Gender Pay Gaps - the LLDC and the wider built environment industry

MQT on 2016-12-14
Session date: 
December 14, 2016
Question By: 
Navin Shah
Labour Group
Asked Of: 
The Mayor


The persistence of a gender pay gap within the built environment industries is particularly acute. As the Mayor's recent gender audit revealed, although women form 65.5% of the LLDC's workforce, the pay gap within that functional body is a huge 35%. How can the Mayor work through his agencies and with London's construction, property and design sectors to increase female representation at the top of these industries crucial to our city's growth?        


Answer for Gender Pay Gaps - the LLDC and the wider built environment industry

Answer for Gender Pay Gaps - the LLDC and the wider built environment industry

Answered By: 
The Mayor

Sadiq Khan (Mayor of London):  Thank you for your question.  As a proud feminist, it is very important to me to ensure that women have the right opportunities to succeed at work in all sectors in London.  It is unacceptable that in 2016 in London, the most progressive city in the world, your gender determines how much you get paid and your career prospects.


I am leading by example and that is why within my first few months in office I commissioned a gender pay audit across the GLA group.  The audit highlighted the worrying gender gap at the London Legacy Development Corporation (LLDC), as you made clear, and I am determined to make significant changes at the LLDC as soon as possible, as I am across the entire GLA group.  From now on I will expect all GLA group bodies to produce action plans to reduce the gender pay gap and my equalities framework will make it clear that I expect the GLA group to make year-on-year improvements in reducing the gender pay gap.


These improvements include such measures as name-blind recruitment, which the GLA introduced this week.  On the LLDC specifically I will be making appointments to the board next year.  I will ensure they will deliver an agenda-balanced board.  The LLDC will also finalise an agenda pay action plan shortly.  They are introducing unconscious biased training, developing flexible working options, reviewing the titles of roles and advert wording to ensure they are encouraging applications from women, developing leadership and management development programmes and taking a range of other actions to reduce the pay gap.


Beyond the GLA group I am determined to encourage exemplary employment standards in businesses of all sizes and sexes across London and my Economics Fairness Team is working on a business compact that I referred to before.  The Construction Academy Scheme will promote the construction sector to young Londoners to ensure they understand the progression opportunities and pathways available to them.


Navin Shah AM:  Thank you, Mr Mayor, for your plans to promote and implement equal pay policy right across the GLA functional bodies, and of course including the LLDC.


The Cultural and Education District at Olympic Park has an impressive list of world-leading education and cultural partners with huge plants which will create like 3,000 jobs and I think it is worth something like £2 billion-plus to the local economy.  Given that situation that there are major projects in the pipeline as well, it is important that LLDC and all organisations behind such development do very strictly have policies to ensure that the current situation does not exist.  Compared to the rest of the GLA functional bodies LLDC’s statistics when it comes to women’s pay are quite appalling.

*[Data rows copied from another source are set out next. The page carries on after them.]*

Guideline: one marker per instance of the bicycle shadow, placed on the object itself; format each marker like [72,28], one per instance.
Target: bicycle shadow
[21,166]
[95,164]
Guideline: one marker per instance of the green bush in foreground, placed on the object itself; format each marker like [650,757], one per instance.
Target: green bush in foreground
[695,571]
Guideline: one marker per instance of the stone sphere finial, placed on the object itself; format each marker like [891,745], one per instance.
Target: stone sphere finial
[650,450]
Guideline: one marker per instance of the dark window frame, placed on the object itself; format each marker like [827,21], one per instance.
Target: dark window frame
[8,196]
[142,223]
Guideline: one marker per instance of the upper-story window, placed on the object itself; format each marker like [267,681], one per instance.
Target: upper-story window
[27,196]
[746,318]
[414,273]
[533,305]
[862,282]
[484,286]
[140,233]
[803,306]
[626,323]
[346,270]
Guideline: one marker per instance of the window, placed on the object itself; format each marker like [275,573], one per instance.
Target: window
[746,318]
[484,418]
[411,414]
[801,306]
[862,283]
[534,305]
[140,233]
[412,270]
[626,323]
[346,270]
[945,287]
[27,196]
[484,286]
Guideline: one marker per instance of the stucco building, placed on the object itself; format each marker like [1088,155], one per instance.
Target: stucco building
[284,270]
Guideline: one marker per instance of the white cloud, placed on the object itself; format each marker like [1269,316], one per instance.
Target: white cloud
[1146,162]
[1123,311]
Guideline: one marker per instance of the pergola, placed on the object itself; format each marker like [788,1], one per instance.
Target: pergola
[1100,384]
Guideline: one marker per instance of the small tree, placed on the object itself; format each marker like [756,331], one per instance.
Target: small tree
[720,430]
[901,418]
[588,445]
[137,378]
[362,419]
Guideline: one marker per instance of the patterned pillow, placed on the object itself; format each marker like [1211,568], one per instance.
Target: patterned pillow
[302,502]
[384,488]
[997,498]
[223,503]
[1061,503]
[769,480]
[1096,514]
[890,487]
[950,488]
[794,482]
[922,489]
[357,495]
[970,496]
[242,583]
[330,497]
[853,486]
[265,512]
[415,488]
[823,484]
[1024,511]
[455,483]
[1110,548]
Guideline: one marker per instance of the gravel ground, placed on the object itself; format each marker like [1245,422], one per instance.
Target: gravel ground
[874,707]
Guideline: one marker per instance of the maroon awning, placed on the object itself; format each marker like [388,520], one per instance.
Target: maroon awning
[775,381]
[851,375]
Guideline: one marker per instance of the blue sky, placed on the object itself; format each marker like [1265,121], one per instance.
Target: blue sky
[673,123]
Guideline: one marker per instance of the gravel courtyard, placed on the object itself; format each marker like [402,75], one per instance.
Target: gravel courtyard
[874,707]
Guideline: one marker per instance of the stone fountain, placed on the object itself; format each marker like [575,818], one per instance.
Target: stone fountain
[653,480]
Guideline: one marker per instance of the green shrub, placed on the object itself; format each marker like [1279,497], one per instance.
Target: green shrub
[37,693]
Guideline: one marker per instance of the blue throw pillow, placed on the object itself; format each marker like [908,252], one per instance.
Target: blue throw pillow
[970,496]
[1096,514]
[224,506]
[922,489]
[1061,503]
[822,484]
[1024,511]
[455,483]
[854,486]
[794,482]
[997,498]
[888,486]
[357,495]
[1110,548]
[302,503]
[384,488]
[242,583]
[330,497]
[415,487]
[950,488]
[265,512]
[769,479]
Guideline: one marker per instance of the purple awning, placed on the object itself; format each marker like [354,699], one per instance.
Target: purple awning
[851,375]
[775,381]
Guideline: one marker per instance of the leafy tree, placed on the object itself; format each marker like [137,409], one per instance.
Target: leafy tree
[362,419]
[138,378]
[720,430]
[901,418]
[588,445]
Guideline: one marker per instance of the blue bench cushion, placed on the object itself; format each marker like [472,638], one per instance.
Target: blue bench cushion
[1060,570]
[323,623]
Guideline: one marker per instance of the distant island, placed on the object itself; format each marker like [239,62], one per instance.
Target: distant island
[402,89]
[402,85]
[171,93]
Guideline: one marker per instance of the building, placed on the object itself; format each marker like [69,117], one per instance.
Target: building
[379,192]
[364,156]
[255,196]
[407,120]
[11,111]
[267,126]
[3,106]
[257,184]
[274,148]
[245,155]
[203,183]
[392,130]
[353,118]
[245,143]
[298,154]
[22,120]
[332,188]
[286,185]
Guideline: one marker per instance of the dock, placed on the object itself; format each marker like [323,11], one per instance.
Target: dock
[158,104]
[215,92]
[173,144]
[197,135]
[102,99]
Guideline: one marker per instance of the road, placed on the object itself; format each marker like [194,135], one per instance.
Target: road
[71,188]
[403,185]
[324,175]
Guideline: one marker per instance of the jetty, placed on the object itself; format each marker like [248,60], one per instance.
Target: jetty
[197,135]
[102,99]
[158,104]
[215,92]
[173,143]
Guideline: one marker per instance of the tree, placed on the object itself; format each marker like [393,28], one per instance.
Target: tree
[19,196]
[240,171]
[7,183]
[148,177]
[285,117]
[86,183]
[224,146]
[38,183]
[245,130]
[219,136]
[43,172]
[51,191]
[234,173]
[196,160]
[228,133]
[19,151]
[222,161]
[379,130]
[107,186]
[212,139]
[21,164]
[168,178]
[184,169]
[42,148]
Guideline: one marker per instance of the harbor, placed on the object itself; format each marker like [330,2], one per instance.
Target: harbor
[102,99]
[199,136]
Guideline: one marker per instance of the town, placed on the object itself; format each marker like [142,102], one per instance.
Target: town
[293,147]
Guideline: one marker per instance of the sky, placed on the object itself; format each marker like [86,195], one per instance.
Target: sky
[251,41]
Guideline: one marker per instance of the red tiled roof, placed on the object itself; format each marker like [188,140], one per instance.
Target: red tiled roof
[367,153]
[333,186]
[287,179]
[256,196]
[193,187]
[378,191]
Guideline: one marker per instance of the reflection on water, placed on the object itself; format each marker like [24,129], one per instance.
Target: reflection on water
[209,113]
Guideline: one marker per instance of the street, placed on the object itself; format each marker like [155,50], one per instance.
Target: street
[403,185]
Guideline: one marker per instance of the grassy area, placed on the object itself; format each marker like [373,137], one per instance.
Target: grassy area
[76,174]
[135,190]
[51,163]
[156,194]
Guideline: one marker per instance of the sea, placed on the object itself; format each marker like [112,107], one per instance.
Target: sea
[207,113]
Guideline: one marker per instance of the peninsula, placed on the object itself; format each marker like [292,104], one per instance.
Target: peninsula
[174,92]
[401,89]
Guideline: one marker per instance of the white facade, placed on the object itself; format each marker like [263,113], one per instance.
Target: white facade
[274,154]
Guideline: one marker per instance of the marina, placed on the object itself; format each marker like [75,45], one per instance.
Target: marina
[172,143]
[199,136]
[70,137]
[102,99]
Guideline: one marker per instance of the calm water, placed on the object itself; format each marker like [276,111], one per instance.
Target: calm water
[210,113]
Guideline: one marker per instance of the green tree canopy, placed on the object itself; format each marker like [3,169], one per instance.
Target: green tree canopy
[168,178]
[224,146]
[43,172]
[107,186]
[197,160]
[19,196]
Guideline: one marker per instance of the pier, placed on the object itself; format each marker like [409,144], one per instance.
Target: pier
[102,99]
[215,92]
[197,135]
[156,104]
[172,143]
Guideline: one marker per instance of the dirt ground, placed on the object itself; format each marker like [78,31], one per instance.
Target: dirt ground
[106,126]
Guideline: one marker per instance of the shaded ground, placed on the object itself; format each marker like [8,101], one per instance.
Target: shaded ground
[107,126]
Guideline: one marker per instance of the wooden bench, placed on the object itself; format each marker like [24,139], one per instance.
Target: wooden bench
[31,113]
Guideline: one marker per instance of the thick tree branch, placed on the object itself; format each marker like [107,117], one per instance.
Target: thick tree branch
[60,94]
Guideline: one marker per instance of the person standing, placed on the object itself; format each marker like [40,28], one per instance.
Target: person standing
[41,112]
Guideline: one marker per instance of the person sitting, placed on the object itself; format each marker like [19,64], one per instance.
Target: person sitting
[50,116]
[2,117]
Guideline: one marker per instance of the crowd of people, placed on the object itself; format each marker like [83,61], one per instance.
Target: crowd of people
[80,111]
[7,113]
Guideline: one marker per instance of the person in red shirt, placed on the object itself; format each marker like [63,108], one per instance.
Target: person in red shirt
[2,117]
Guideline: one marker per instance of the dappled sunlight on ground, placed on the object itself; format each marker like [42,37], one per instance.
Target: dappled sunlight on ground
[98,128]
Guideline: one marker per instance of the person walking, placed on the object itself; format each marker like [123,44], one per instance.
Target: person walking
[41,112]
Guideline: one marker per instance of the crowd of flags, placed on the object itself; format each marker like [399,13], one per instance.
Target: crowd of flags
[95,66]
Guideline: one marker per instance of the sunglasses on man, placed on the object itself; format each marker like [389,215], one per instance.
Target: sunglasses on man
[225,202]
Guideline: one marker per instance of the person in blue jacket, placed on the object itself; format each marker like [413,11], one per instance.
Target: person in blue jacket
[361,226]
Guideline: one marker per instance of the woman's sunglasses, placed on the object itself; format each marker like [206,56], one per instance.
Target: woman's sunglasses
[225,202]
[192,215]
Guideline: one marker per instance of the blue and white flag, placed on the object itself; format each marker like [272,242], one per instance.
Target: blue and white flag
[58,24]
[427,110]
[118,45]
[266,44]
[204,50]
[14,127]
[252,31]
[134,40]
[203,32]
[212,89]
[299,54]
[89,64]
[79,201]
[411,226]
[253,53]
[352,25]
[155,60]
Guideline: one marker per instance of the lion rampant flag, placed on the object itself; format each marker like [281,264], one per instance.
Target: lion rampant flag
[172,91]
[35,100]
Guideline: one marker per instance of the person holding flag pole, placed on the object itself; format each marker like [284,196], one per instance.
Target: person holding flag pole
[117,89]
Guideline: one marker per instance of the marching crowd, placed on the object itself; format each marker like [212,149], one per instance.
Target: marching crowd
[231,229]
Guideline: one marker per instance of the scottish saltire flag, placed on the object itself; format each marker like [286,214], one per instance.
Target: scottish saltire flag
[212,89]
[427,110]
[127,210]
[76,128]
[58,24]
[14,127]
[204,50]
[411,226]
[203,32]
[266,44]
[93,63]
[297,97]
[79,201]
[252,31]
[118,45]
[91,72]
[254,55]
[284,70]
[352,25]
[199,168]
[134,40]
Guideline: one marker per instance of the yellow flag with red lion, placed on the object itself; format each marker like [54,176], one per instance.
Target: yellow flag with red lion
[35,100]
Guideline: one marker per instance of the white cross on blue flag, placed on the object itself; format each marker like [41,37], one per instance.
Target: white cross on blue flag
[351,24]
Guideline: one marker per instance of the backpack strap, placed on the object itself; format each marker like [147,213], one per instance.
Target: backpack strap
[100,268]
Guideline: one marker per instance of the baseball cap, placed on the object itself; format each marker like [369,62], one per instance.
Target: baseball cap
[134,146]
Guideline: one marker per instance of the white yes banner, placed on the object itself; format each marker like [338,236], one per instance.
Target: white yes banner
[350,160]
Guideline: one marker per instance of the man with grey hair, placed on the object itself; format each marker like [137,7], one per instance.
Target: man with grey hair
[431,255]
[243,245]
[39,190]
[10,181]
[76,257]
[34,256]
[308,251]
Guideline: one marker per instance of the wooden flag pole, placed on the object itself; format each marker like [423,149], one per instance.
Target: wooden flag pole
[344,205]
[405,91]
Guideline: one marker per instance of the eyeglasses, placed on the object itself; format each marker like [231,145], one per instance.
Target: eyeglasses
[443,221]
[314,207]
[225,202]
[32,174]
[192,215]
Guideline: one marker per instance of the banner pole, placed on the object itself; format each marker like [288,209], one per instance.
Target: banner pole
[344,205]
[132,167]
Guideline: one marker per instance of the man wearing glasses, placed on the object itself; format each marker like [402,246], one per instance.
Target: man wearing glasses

Can you please make sure and let us know what LLDC’s plans are?  You mentioned the GLA developing its own self-consultation on this particular issue and can we make sure that LLDC has that programme that you mentioned?  I will be very keen to know what the timetable and the situation is on this.


Sadiq Khan (Mayor of London):  Absolutely.  One of the reasons why Deputy Mayor [for Social Integration, Social Mobility and Community Engagement] Matthew Ryder is working so hard on the equalities framework is to address all the different sectors you referred to, not just gender but race, religion, age, sexual orientation and the other issues that we know about, and disability as well.  We need to get it right.  It goes back to your question that you asked earlier on.  We are not tapping the potential of all Londoners if we fail to do so.  It is an economic case as well as a moral and social case.


Navin Shah AM:  Absolutely.  In addition to LLDC my question now refers to the wider-built environment.  Again, it is important that our current situation does not persist in terms of peer gap, so I would be quite interested in following how your Construction Academy Scheme is working out in real terms because there are huge opportunities to stop the current unacceptable practices and anything that you can do and any schemes that you are implementing would be very welcome and much needed.


Sadiq Khan (Mayor of London):  On that, the good news is the construction sector agrees with you.  We are working with the Academy.  Despite the construction sector having a good proportion of women in senior positions, the number of women employed is low, 13% nationally.  Bear in mind 50% of the country’s population is women.  That is not good enough.


Navin Shah AM:  No, that normally is right across the board.  Going back to the LLDC, for example, a good proportion of women are within the workforce but the gender gap is the worst when you compare it to the rest of the functional bodies we have.  That is a major challenge and we have opportunities to get rid of this anomaly.


Sadiq Khan (Mayor of London):  Thank you.


Navin Shah AM:  Thank you, Chairman.